Tuesday, April 30, 2024

How to Implement Tool Use with Command R Plus Model Locally

 This video is a simple hands-on tutorial to show how to implement Tool Use with your own data locally by using Cohere Comand R+ model.





Code:




# pip install cohere
# export COHERE_API_KEY="<>"

import cohere
import os
import json

# Mock database containing daily weather reports
weather_database = {
    'Sydney': {
        '2023-09-28': {
            'weather': 'Sunny',
            'temperature': 22,
        },
        '2023-09-29': {
            'weather': 'Rainy',
            'temperature': 18,
        },
        '2023-09-30': {
            'weather': 'Cloudy',
            'temperature': 20,
        }
    },
    'Tokyo': {
        '2023-09-28': {
            'weather': 'Sunny',
            'temperature': 25,
        },
        '2023-09-29': {
            'weather': 'Cloudy',
            'temperature': 22,
        },
        '2023-09-30': {
            'weather': 'Rainy',
            'temperature': 20,
        }
    }
}

# Mock city catalog
city_catalog = {
    'Sydney': {
        'country': 'Australia',
        'population': 5000000,
    },
    'Tokyo': {
        'country': 'Japan',
        'population': 10000000,
    }
}

def query_daily_weather_report(city: str, date: str) -> dict:
    """
    Function to retrieve the weather report for the given city and date
    """
    report = weather_database.get(city, {}).get(date, {})
    if report:
        return {
            'city': city,
            'date': date,
            'summary': f"Weather: {report['weather']}, Temperature: {report['temperature']}°C"
        }
    else:
        return {
            'city': city,
            'date': date,
            'summary': 'No weather data available for this city and date.'
        }

def query_city_catalog(city: str) -> dict:
    """
    Function to retrieve information about the given city
    """
    info = city_catalog.get(city, {})
    return {
        'city': city,
        'info': info
    }

functions_map = {
    "query_daily_weather_report": query_daily_weather_report,
    "query_city_catalog": query_city_catalog
}

tools = [
    {
        "name": "query_daily_weather_report",
        "description": "Connects to a database to retrieve weather information for a given city and date.",
        "parameter_definitions": {
            "city": {
                "description": "Retrieves weather data for this city.",
                "type": "str",
                "required": True
            },
            "date": {
                "description": "Retrieves weather data for this date, formatted as YYYY-MM-DD.",
                "type": "str",
                "required": True
            }
        }
    },
    {
        "name": "query_city_catalog",
        "description": "Connects to a city catalog with information about cities, countries, and populations.",
        "parameter_definitions": {
            "city": {
                "description": "Retrieves city information data for this city.",
                "type": "str",
                "required": True
            }
        }
    }
]

preamble = """
## Task & Context
You help people answer their questions and other requests interactively. You will be asked a very wide array of requests on all kinds of topics. You will be equipped with a wide range of search engines or similar tools to help you, which you use to research your answer. You should focus on serving the user's needs as best you can, which will be wide-ranging.

## Style Guide
Unless the user asks for a different style of answer, you should answer in full sentences, using proper grammar and spelling.
"""

message = "Can you provide a weather summary for Sydney on 29th September 2023, and also give me some details about the city of Tokyo, such as its country and population?"
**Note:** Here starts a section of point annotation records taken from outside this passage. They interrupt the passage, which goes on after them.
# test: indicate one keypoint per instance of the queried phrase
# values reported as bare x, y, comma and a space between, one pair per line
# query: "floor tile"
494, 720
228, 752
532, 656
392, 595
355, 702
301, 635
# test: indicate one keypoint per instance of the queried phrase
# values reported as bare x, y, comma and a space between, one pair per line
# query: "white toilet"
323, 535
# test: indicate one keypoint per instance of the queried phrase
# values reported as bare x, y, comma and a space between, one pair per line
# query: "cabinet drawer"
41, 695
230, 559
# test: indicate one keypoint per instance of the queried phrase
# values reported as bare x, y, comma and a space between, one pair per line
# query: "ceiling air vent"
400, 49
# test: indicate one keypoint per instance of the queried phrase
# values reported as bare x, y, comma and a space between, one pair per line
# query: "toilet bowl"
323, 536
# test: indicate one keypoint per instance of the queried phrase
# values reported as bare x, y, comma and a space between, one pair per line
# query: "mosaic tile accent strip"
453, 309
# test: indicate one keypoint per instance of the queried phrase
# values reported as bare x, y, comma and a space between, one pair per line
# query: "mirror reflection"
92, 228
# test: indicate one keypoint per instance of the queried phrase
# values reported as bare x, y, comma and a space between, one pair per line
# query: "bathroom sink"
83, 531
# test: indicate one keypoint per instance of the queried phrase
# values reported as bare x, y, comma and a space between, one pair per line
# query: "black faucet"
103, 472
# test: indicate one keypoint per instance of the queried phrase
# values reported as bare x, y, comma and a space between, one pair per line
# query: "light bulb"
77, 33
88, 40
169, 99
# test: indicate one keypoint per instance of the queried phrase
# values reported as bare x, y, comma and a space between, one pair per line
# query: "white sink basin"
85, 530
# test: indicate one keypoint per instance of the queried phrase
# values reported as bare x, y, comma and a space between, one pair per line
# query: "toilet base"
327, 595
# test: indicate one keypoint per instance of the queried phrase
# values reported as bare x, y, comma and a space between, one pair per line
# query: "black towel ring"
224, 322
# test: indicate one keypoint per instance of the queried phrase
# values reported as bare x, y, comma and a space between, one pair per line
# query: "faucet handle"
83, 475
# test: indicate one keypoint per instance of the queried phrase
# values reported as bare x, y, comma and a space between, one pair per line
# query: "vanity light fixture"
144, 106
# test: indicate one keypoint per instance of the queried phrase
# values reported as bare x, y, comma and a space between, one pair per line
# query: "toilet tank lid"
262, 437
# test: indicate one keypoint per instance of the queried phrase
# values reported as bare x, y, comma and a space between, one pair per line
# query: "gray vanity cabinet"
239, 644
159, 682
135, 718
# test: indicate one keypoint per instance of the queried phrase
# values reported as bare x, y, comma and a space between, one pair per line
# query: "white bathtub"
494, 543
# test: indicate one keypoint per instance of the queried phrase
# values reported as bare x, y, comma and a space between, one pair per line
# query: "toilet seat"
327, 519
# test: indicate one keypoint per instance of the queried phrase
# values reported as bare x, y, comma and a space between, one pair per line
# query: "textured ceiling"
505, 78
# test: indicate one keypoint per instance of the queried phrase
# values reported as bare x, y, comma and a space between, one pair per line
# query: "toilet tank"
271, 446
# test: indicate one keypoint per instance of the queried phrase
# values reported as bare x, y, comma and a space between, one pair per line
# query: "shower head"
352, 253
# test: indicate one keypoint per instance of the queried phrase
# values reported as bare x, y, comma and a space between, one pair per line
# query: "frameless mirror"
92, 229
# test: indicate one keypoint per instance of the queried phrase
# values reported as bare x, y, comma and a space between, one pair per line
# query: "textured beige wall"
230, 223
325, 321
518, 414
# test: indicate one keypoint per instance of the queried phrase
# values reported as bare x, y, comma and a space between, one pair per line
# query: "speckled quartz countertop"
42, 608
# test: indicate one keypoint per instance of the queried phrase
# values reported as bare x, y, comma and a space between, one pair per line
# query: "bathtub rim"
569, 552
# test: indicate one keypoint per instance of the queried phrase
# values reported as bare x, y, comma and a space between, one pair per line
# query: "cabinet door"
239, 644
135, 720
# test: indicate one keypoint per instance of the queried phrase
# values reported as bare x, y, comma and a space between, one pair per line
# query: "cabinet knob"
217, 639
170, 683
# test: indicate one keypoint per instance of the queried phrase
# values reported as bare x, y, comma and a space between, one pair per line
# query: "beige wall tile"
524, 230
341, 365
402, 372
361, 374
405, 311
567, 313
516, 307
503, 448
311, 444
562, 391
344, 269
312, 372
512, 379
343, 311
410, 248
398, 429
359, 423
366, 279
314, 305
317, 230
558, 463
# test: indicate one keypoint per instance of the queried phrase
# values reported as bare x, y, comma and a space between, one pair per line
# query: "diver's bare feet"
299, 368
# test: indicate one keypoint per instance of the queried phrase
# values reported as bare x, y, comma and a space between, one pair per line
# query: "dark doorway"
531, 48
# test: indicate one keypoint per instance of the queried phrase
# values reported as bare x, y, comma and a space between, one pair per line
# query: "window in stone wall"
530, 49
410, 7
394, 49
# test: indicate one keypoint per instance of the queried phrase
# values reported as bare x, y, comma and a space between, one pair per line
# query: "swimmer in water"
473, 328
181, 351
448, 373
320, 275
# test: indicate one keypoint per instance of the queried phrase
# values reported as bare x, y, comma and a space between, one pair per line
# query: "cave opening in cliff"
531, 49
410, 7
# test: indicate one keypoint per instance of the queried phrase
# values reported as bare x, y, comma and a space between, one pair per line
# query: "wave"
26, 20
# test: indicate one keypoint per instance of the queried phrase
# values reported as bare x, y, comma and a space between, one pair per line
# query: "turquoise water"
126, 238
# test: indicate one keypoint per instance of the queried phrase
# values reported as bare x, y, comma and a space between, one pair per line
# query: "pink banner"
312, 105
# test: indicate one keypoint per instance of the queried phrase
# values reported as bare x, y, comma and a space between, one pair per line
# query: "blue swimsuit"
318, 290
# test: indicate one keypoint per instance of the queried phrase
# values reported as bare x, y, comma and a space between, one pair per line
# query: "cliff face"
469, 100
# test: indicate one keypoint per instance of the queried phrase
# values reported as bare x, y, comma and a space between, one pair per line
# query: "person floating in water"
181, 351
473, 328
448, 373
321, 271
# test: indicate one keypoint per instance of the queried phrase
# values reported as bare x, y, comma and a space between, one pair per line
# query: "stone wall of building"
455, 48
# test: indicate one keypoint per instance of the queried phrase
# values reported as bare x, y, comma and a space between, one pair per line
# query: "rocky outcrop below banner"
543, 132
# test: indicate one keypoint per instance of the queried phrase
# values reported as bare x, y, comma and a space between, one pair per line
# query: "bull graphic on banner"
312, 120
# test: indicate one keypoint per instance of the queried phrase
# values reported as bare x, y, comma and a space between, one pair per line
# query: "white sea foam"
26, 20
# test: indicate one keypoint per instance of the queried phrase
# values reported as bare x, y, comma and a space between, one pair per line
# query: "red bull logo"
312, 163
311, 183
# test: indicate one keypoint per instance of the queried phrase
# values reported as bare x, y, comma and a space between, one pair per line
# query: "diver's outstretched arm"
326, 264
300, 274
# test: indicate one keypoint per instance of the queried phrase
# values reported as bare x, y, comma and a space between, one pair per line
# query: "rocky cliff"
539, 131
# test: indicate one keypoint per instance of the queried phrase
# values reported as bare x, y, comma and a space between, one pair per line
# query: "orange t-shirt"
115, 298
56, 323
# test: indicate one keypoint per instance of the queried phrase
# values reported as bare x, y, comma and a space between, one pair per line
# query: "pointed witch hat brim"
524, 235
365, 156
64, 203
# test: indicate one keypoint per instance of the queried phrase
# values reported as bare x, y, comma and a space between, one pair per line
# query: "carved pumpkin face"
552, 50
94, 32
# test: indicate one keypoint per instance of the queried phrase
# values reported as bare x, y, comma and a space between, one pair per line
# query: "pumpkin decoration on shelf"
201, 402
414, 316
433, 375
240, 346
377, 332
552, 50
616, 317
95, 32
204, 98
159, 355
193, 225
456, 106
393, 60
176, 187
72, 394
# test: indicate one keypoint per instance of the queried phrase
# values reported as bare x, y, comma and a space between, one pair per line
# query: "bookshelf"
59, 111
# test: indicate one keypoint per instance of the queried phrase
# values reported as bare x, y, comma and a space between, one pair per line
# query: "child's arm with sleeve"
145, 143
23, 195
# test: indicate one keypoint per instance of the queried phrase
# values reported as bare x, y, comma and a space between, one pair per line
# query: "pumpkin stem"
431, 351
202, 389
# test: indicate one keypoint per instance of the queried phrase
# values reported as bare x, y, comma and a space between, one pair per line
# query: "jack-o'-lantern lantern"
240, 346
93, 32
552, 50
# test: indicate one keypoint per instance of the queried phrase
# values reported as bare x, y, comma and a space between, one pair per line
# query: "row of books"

api_key = os.getenv('COHERE_API_KEY')
co = cohere.Client(api_key)

response = co.chat(
    message=message,
    tools=tools,
    preamble=preamble,
    model="command-r"
)

print("The model recommends doing the following tool calls:")
print("\n".join(str(tool_call) for tool_call in response.tool_calls))

tool_results = []
# Iterate over the tool calls generated by the model
for tool_call in response.tool_calls:
    # here is where you would call the tool recommended by the model, using the parameters recommended by the model
    print(f"= running tool {tool_call.name}, with parameters: {tool_call.parameters}")
    output = functions_map[tool_call.name](**tool_call.parameters)
    # store the output in a list
    outputs = [output]
    print(f"== tool results: {outputs}")
    # create a new dictionary with the relevant information
    tool_result = {
        "call": {"name": tool_call.name},
        "outputs": outputs
    }
    # add the new dictionary to the list
    tool_results.append(tool_result)

print("Tool results that will be fed back to the model in step 4:")
print(json.dumps(tool_results, indent=4))

response = co.chat(
    message=message,
    tools=tools,
    tool_results=tool_results,
    preamble=preamble,
    model="command-r",
    temperature=0.3
)

print("Final answer:")
print(response.text)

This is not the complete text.